La loi de Wirth est une loi empirique formulée par Niklaus Wirth en 1995, selon laquelle « les programmes ralentissent plus vite que le matériel n’accélère ». En effet, l’une des causes de l’obsolescence des équipements est due aux logiciels, qui en consommant de plus en plus de ressources informatiques, accélèrent l’obsolescence des équipements.

De plus, sur certains équipements ou sur certains systèmes d’exploitation, des logiciels préinstallés ne peuvent pas être supprimés (bloatware), occupant à la fois les ressources disques et parfois les ressources CPU lorsqu’ils fonctionnent en tâche de fond.
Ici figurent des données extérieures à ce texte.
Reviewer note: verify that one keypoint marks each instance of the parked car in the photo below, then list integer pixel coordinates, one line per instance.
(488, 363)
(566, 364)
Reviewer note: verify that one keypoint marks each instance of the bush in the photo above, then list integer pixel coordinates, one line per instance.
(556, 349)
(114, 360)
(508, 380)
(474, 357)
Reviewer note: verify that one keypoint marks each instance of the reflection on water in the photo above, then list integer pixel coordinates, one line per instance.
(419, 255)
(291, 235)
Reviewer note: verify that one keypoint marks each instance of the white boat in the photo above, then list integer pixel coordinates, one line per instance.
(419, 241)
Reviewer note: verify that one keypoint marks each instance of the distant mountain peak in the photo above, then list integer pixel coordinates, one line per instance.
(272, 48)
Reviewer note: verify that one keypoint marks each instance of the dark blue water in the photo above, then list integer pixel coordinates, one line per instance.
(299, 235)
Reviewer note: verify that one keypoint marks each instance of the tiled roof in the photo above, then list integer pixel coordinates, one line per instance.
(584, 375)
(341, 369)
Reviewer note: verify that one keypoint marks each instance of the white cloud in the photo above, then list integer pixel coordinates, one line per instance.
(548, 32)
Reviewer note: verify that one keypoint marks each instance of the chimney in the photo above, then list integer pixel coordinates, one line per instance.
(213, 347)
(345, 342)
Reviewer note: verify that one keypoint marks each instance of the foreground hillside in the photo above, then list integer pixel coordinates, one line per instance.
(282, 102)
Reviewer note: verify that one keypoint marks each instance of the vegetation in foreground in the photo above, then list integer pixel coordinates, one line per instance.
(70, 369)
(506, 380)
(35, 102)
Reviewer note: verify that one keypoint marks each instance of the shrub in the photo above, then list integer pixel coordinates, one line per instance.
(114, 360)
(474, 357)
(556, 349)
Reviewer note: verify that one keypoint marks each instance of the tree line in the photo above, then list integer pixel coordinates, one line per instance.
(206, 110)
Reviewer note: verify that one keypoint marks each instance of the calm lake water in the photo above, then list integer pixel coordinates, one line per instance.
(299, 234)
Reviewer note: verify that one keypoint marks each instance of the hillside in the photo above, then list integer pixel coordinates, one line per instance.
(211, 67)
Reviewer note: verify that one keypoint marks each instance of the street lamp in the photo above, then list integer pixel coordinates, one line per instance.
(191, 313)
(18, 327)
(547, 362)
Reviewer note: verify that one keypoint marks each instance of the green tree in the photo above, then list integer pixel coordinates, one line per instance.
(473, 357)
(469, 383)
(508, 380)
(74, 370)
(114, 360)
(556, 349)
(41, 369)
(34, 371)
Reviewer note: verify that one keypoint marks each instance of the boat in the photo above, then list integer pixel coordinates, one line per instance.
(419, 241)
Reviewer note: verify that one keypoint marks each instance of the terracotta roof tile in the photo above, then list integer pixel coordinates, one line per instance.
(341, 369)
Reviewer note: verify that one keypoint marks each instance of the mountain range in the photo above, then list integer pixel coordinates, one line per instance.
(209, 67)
Quelques questions à se poser

À l’achat de logiciels ou d’équipements contenant un logiciel :

  • Quelles sont les versions des systèmes d’exploitation, navigateurs et types d’équipements supportés par le logiciel acheté ? Peut-on estimer la durée pendant laquelle ils le seront ?
  • Peut-on contractualiser sur des durées longues de maintenance du logiciel acheté ?
  • Les acheteurs sont-ils formés sur les sujets de l’écoconception de service numérique, de l’obsolescence des logiciels eux-mêmes mais aussi l’obsolescence induite par le logiciel sur les équipements ?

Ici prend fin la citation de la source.